La reina se negó a creerlo.

—No era más que un hombre, un hombre enfermo con una flecha en la pierna. Lo trajo un caballo, no un dios. —«Una yegua clara.» Dany se levantó bruscamente—. Os doy las gracias por vuestros consejos y por todo lo que hicisteis por ese pobre hombre.

Antes de salir, la gracia verde besó los dedos de Dany.

—Rezaremos por Astapor.

«Y por mí. Rezad por mí, mi señora.» Si Astapor había caído, no quedaba nada que impidiera a Yunkai volverse hacia el norte. Se dirigió a ser Barristan.

—Mandad emisarios a las colinas para que hagan venir a mis jinetes de sangre. Convocad también a Ben el Moreno y a los Segundos Hijos.

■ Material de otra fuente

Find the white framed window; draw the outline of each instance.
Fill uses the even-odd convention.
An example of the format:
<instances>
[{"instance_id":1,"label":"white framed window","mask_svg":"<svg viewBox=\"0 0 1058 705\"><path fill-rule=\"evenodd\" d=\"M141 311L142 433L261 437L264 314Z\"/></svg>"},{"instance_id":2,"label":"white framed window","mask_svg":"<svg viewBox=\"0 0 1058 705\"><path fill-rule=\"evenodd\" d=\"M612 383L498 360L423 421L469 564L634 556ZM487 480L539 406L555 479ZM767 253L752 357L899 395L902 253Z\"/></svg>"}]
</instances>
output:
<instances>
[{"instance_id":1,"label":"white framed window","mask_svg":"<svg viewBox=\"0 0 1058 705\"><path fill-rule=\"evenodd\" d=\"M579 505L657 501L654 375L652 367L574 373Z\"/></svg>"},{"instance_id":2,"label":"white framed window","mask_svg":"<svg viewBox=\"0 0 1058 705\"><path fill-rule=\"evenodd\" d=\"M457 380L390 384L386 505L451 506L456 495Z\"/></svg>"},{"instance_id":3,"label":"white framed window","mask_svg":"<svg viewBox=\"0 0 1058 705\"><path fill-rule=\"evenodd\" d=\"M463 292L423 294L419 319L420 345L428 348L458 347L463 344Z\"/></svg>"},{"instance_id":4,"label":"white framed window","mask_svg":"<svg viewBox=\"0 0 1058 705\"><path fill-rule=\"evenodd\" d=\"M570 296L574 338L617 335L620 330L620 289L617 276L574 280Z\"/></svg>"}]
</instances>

—¿Qué hay de los Cuervos de Tormenta, alteza?

«Daario.»

—Sí. Claro. —Hacía tan solo tres noches había soñado que Daario yacía muerto junto al camino, con los ojos abiertos mirando hacia el cielo sin ver y los cuervos disputándose sus restos. Otras noches daba vueltas en la cama imaginando que la había traicionado como traicionó a los otros capitanes de los Cuervos de Tormenta. «Me trajo sus cabezas.» ¿Y si había guiado a sus hombres de vuelta a Yunkai para venderla por un cofre de oro? «Daario no haría eso. ¿Verdad?»—. A los Cuervos de Tormenta, también. Enviad jinetes en su busca.

Los Segundos Hijos fueron los primeros en llegar, ocho días después de que la reina enviara a sus emisarios. Cuando ser Barristan le dijo que el capitán quería hablar con ella, a Dany le saltó el corazón en el pecho al pensar que se trataba de Daario, pero el caballero se refería a Ben Plumm el Moreno.

Ben el Moreno tenía el rostro curtido y lleno de cicatrices, con la piel del color de la teca vieja, el pelo blanco y marcadas patas de gallo. Dany se alegró tanto de verlo que le dio un abrazo, y en los ojos del hombre brilló una chispa de diversión.

—Me habían dicho que vuestra alteza iba a casarse, pero no que era conmigo. —Rieron juntos sin hacer caso de la indignación de Reznak, pero las carcajadas duraron poco—. Hemos capturado a tres astaporis. Vuestra adoración tiene que escuchar lo que dicen.

—Hacedlos pasar.

Daenerys los recibió en la majestuosidad de su salón, entre cirios que ardían junto a las columnas de mármol. Al ver que los astaporis estaban famélicos ordenó llevar comida al instante. Aquellas tres personas eran las únicas que quedaban del grupo de doce que había salido de la Ciudad Roja: un albañil, una tejedora y un zapatero.

—¿Qué ha sido de vuestros compañeros? —preguntó la reina.

—Los mataron —respondió el zapatero—. Las colinas del norte de Astapor están plagadas de mercenarios yunkios que dan caza a los que huyen de las llamas.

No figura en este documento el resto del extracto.